TEMPO.CO, Mojokerto - Komisi VII Bidang Lingkungan Hidup Dewan Perwakilan Rakyat (DPR) mendesak Kementerian Lingkungan Hidup dan Kehutanan (LHK) mengaudit lingkungan PT Putra Restu Ibu Abadi (PRIA) di Desa Lakardowo, Kecamatan Jetis, Kabupaten Mojokerto, Jawa Timur.
Audit ini merupakan rekomendasi rapat Komisi Lingkungan dengan Direktur Jenderal (Dirjen) Penegakan Hukum; Dirjen Planologi Kehutanan dan Tata Lingkungan; Dirjen Pengelolaan Sampah, Limbah, dan B3 Kementerian LHK; serta Direktur Utama PT PRIA di gedung DPR RI, Jakarta, Kamis, 8 Desember 2016.
“Audit lingkungan melibatkan pihak ketiga yang independen,” kata Anggota Komisi Lingkungan DPR Mat Nasir saat dihubungi, Jumat, 9 Desember 2016. Audit akan menilai sejauh mana dampak aktivitas usaha perusahaan pengolah limbah itu terhadap lingkungan. Jika audit menemukan unsur yang merugikan warga, maka warga yang terpapar limbah B3 harus diberi kompensasi sesuai dengan aturan.
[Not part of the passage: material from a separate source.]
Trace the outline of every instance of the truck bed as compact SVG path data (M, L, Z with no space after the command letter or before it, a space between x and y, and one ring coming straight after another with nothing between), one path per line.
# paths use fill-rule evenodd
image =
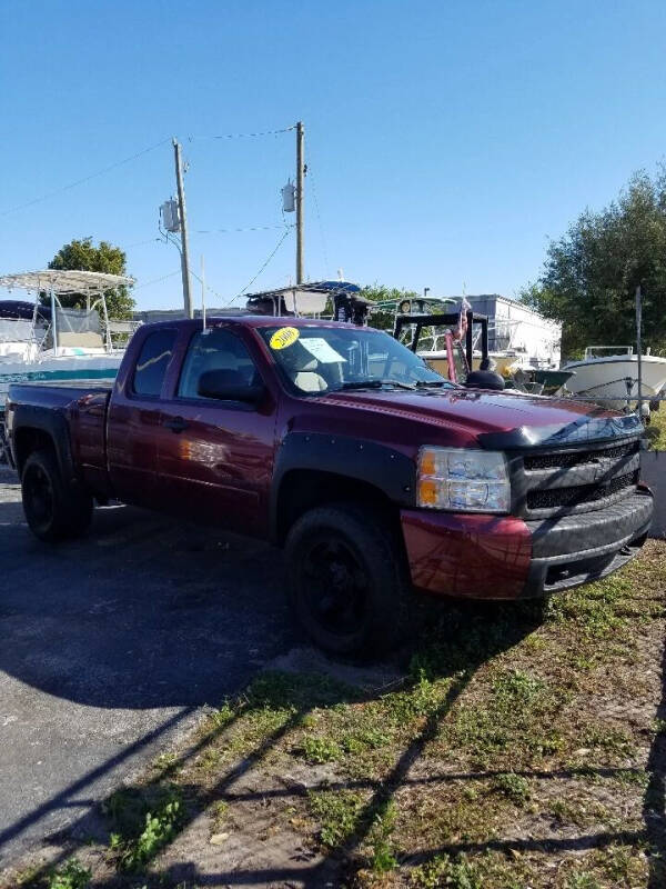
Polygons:
M109 386L12 383L7 398L7 431L27 419L52 436L64 436L73 466L94 490L108 490L107 410Z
PT PRIA juga wajib memulihkan fungsi lingkungan yang terpapar limbah B3 yang dikelola perusahaan dengan diawasi Dirjen Penegakan Hukum dan Dirjen Pengelolaan Sampah, Limbah, dan B3 Kementerian LHK. “PT PRIA harus memulihkan fungsi lingkungan dengan mengambil tanah timbunan di lahan masyarakat yang terpapar limbah B3.”
Selain mendaur ulang limbah B3 di areal pabrik, PT PRIA ternyata juga menjual limbah B3 berupa limbah batu bara yang digunakan untuk material pengurukan lahan pemukiman atau rumah warga. “Jelas itu melanggar, limbah yang seharusnya diolah pabrik, malah dijual ke masyarakat,” Mat Nasir.
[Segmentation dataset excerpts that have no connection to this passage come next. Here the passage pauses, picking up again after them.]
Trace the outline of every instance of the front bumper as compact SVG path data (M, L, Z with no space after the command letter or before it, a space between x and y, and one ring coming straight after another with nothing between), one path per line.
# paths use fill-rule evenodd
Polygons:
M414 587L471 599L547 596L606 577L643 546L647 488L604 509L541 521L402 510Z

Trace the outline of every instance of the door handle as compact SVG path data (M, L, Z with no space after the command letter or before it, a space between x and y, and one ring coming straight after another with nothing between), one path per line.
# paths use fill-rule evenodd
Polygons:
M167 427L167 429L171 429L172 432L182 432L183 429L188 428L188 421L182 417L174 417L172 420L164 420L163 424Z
Selain merekomendasikan audit lingkungan dan pemulihan fungsi lingkungan, DPR juga meminta direktorat jenderal terkait memantau dan mengawasi pengelolaan limbah B3 oleh PT PRIA secara berkelanjutan dan melaporkannya ke Komisi VII. DPR juga meminta Dirjen Pengelolaan Sampah, Limbah, dan B3 memberikan data tentang jenis dan volume limbah B3 yang dihasilkan seluruh perusahaan di Indonesia.
PT PRIA diduga menimbun ribuan ton limbah B3 saat meratakan lahan untuk pabrik sejak 2010. Timbunan limbah yang merembes itu diduga mencemari air tanah dan sumur warga. Indikasinya, warga mengalami iritasi kulit dan gatal-gatal setelah kontak dengan air sumur.
Direktur Utama PT PRIA Tulus Widodo membantah ada penimbunan limbah B3 di areal pabrik. “Semua limbah kami olah jadi barang yang bermanfaat seperti batako, batu bata merah, dan kertas. Tidak ada penimbunan,” kata dia.
Warga dan aktivis lingkungan menyambut baik rekomendasi DPR atas dugaan pelanggaran pengelolan limbah B3 oleh PT PRIA. “Kami akan mengawal agar Kementerian dan DPR konsisten dan transparan dalam proses audit dan pemulihan lingkungan,” kata Manajer Program dan Penelitian Lembaga Kajian Ekologi dan Konservasi Lahan Basah atau Ecological Observation and Wetland Conservation (Ecoton) Daru Setyorini.
Menurut dia, PT PRIA melakukan banyak pelanggaran. Mulai dari pengolahan limbah B3 sebelum mengantongi izin, penimbunan limbah yang mencemari air tanah, memberi kesempatan warga memungut benda atau barang mengandung limbah B3 di dalam pabrik, dan menjual limbah batu bara ke warga yang digunakan untuk menguruk lahan rumah. Semula, warga tidak tahu itu limbah B3. “Setelah tahu, warga tak berani lagi memungut dan membeli limbah B3.”